Ugh, so I wrote like, three half posts over the holidays, and I can’t remember what I wrote about in any of them, and now I have to find a way to finish them and shove them back in chronologically. I’m having a few roadblocks. First of all being my Mom broke her foot on Boxing Day (I think, somewhere after Christmas and before New Years) while chasing after the garbage truck in her slippers. Everyone kind of had Christmas on the brain and we forgot what day it was and my Mom heard the garbage truck and just went for it. Like a dog after a mail man. I woke up to our security cameras going off and through the magic of the Internet watched an HD video of her limping up the steps in my bed. She wasn’t sure it was broken, but I was sure it was broken, because it was my Mom and these are the things that happen to her. She broke her thumb getting hit in the face with an umbrella then rolling down the stairs. She’s a petite woman but somehow she just becomes unstoppable… Mass sometimes.

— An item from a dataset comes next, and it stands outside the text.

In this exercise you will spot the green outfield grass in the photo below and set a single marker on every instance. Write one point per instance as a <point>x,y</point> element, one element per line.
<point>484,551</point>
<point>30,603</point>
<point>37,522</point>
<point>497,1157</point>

She had to have surgery to put a pin in it, I guess I’ll write more on that experience later, and how we are coping with her mass, now hobbled and unmoving (spoiler alert: not well.) But that’s taken up (rightly and what not) a lot of my time. Refuse to pick up after my sister out of spite, and my Mom’s motherly love is the only thing more powerful than my resentment. Without her mobile and picking up the used paper towels and food packaging my sister leaves around the couch, I become hostile. I’ve subsumed my Mom’s role, which is empowering (In the not quite fitting words of Leonard Cohen “I used to live alone before I knew you” I guess your Mom is literally the only one you can’t use that line on, but you get the point.”) I’m an adult again. I’m THROWING SHIT OUT. KATE’S RULES. I’m enjoying that. I’m not enjoying my Mom’s depression (obviously) or the fact she stubbornly refuses to stop moving around (remember the stairs and how graceful she is on two legs) when I’m not there to supervise\call for help. Before I take a shower I ask her what she needs, does she need food, does she need ice, does she need coffee or to go to the bathroom or the remotes or a pillow, she always says she’s fine. The SECOND water hits porcelain, this bitch is thumping around on her peg leg like the house is on fire. It sounds like we have MOVER’S IN. I don’t even know what she does! One time I leave the shower in a towel, and there is what looks to be a trail of blood from my Mom’s room all the way to the kitchen. Her foot is kind of numb, I’m thinking she cut her toe, or pulled her stitches and can’t feel it. I go downstairs, ‘Hi sweetie!” Not only was she not supposed to walk down stairs, she did it on crutches while trying to hold a mug and a full coffee pot. Yeah. I can’t. I can’t have kids.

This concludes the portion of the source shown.